Federico García Lorca
I cherish Poeta en Nueva York, and back in college I translated this poem for an introductory poetry class. My translation was abysmal—Greg Simon and Steven F. White show how it’s done.
—Laird Gallagher
Ruin
Never finding itself,
traveling through its own white torso,
the air made its way!
Soon it was clear that the moon
was a horse’s skull,
and the air, a dark apple.
Behind the window,
with whips and lights, I felt
sand struggling with water.
I saw all the blades of grass arrive
and I threw a bleating lamb
to their little teeth and lancets.
The first dove, encased
in feathers and plastic,
flew inside a single drop.
Here comes the grass, son.
Its spit-swords ring
through the empty sky.
Hold my hand, my love.
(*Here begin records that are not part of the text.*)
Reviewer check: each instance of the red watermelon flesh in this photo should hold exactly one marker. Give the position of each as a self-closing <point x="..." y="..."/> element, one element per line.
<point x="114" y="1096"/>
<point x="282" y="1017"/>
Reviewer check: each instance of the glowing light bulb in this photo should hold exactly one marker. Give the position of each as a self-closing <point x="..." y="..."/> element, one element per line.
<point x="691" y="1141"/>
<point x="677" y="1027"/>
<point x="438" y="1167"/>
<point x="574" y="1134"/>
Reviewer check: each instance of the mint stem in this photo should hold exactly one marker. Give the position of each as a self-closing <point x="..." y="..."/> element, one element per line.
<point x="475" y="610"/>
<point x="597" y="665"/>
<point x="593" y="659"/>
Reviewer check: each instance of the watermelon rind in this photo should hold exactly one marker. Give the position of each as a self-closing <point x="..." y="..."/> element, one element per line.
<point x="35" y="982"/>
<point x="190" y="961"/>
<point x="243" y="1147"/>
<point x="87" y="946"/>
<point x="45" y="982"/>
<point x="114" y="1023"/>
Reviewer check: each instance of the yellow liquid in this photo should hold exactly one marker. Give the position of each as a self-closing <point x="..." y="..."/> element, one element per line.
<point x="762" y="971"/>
The grass!
Through the house’s broken windows,
the blood unleashed its waves of hair.
Only you and I are left.
Prepare your skeleton for the air.
We’re the only ones who remain.
Prepare your skeleton.
Hurry, love, hurry, we’ve got to look
for our sleepless profile.
Federico García Lorca, one of Spain’s greatest poets and dramatists, was born in a village near Granada in 1898 and was murdered in 1936, at the beginning of the Spanish Civil War.
Laird Gallagher is an editorial assistant at FSG.